Arsyad Indradi, penyair yang juga penari ini memang kelihatan lebih mempertimbangkan kematangan dalam menangkap kelebat imajinya. Arsyad kembali menuranikan obsesinya dalam efek relegiusitas di tempat yang paling tinggi, di puncak nurani.
Imajinya menggelandang ke dalam relung hati, menjelajah tubuh dan mengisi nikmatnya dahaga, masuk ke dalam lubuk jantungnya. Asosiasi makna yang terdapat dalam style imagis Arsyad terasa lebih bebas menggiring dan bergerak menekan konteks.
Bila kita dapat lebih khusyu dengan idiom-idiom putik kita seakan diajak penyair menelisik mengikuti perjalanan batinnya yang sendu. Tak ada kekakuan idiom (ufoni), bahasanya bergerak manja untuk kita ikuti ke sana kemari.
Semua puisi yang beringuh romantis ini ditulis di tahun 2000. Tentu ini prestasi tersendiri. Namun, amat sayang pula kita mesti mencari tahu sistem yang lecentia poetica Arsyad dalam penulisan tanda hubung pengulang yang ditanggalkan begitu saja seperti, mazmurmazmur, akarakaran, gordengorden, gurungurunmu, riakdemiriak, masasilamku, burungburung, awanawan, rindudendam, bayangbayang, bintangbintangMu, karangkarang, langitlangitmu, hentihenti, halamandemihalaman, acuhtakacuh, dan lain-lain.
Hampir setiap judul puisi berisi sistem penulisan itu, padahal itu sebuah sistem yang tidak lazim. Tentu ketaklaziman ini sebuah refleksi licentia poetica yang hanya diketahui penyairnya.
Pertanyaan kita, mestikah konstruksi ini diciptakan seperti itu tanpa historisitas meaning. Tentu jawaban yang diharapkan bukan sekadar berlindung dalam legitimasi kebebasan penyair, tapi lebih dimungkinkan ada efek semiotik yang ingin disuntikan dari konstruksi itu. Bertebarannya konstruksi ini agak menggangu kenikmatan.
Meski demikian, kita perlu salut untuk ketiga penyair "Tiga Kutub Senja" atas kerja keras mereka membangun komunitas. Biarlah, komunitas ini lahir, hidup, besar dan mati sendiri di tempat ini, meski orang-orang sana memang tidak peduli untuk kelahiran kita.

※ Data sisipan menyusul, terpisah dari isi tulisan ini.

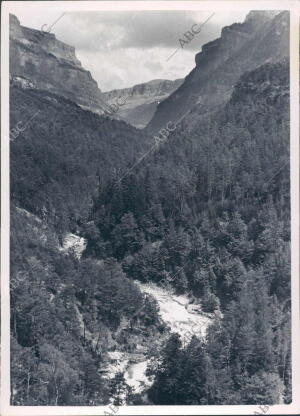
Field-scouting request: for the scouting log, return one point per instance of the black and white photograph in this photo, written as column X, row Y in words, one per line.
column 150, row 208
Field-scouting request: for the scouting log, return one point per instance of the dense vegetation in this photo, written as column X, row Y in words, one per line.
column 208, row 212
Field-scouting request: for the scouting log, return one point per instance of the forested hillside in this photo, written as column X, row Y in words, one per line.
column 63, row 154
column 205, row 215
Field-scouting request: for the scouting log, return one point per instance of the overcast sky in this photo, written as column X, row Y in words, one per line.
column 125, row 48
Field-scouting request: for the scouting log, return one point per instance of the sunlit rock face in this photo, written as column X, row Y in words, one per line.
column 263, row 37
column 140, row 101
column 51, row 65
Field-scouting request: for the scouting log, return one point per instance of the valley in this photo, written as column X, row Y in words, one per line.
column 165, row 282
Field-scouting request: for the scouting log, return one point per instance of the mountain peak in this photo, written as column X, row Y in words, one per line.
column 51, row 65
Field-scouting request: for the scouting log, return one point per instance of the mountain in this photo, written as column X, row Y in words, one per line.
column 39, row 60
column 206, row 215
column 64, row 154
column 141, row 100
column 262, row 37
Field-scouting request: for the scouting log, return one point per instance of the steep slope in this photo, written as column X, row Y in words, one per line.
column 263, row 37
column 141, row 100
column 39, row 60
column 64, row 153
column 209, row 214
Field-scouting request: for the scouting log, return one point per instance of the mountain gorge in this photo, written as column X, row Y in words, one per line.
column 184, row 274
column 48, row 64
column 140, row 101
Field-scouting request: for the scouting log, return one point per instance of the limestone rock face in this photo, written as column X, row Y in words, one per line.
column 51, row 65
column 140, row 101
column 263, row 37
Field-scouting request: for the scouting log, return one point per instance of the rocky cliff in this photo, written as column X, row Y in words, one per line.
column 263, row 37
column 39, row 60
column 141, row 100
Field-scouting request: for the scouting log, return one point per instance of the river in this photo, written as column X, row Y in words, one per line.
column 181, row 317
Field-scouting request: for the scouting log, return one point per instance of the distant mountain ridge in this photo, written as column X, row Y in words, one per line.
column 263, row 37
column 39, row 60
column 141, row 100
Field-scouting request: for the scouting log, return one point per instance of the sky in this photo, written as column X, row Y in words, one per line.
column 125, row 48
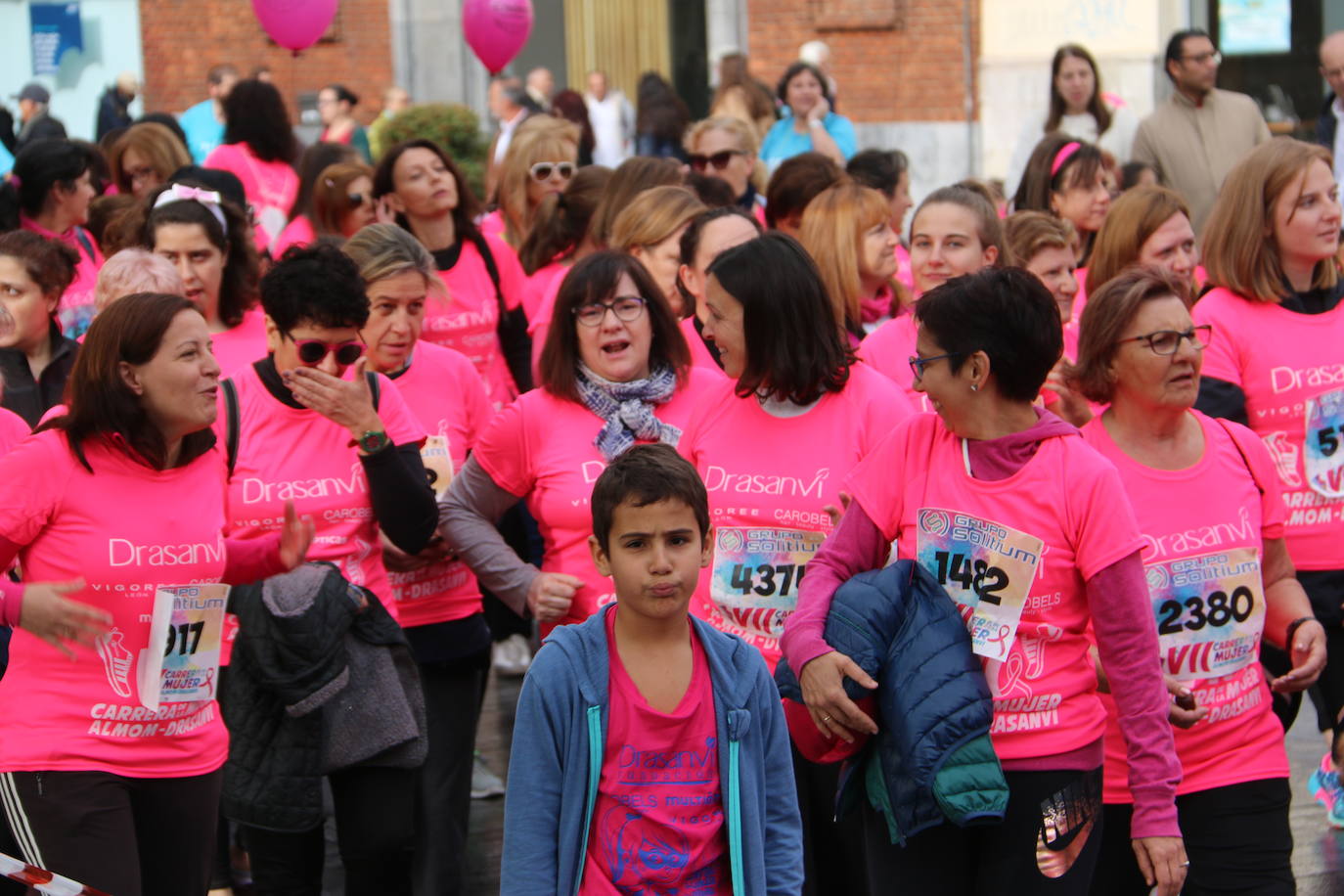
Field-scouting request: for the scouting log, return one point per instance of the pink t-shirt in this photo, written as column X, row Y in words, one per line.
column 294, row 454
column 270, row 187
column 541, row 448
column 468, row 319
column 887, row 349
column 446, row 396
column 1285, row 362
column 14, row 428
column 1202, row 524
column 657, row 821
column 126, row 529
column 1031, row 542
column 297, row 233
column 769, row 479
column 700, row 357
column 77, row 309
column 240, row 347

Jarkasi, pengamat seni dan budaya di Banjarmasin
Dimuat di http://www2.kompas.com

Jarkasi
Dilahirkan di Kertak Hanyar, 30 Mei 1960. Sarjana FKIP Unlam Banjarmasin, sekaligus dosen pada almamater tersebut. Mulai menulis puisi, cerpen, serta esai-esai sastra dan budaya sejak tahun 80-an. Publikasi tulisan antara lain : di SKH Banjarmasin Post, Dinamika Berita, Radar Banjarmasin, Tabloid Wanyi dan Jendela Serawak (Malaysia). Buku-buku yang sudah diterbitkannya adalah Kajian Prosa Fiksi dan Drama (1999), Karakter Tokoh-tokoh Idaman Cerpen Banjar Modern (1999), Struktur Sastra Lisan Lamut (2000), Sketsa Penyair Kalimantan Selatan (2001), Mamanda : dari Realitas Tradisional ke Kesenian Populer, dan Madihin : Hakikat, Fungsi dan Formula. Buku yang siap untuk diterbitkan berikutnya adalah, Geliat Seni Pertunjukan di Banjarmasin dan Lamut : sebuah Kajian Internal dan Eksternal.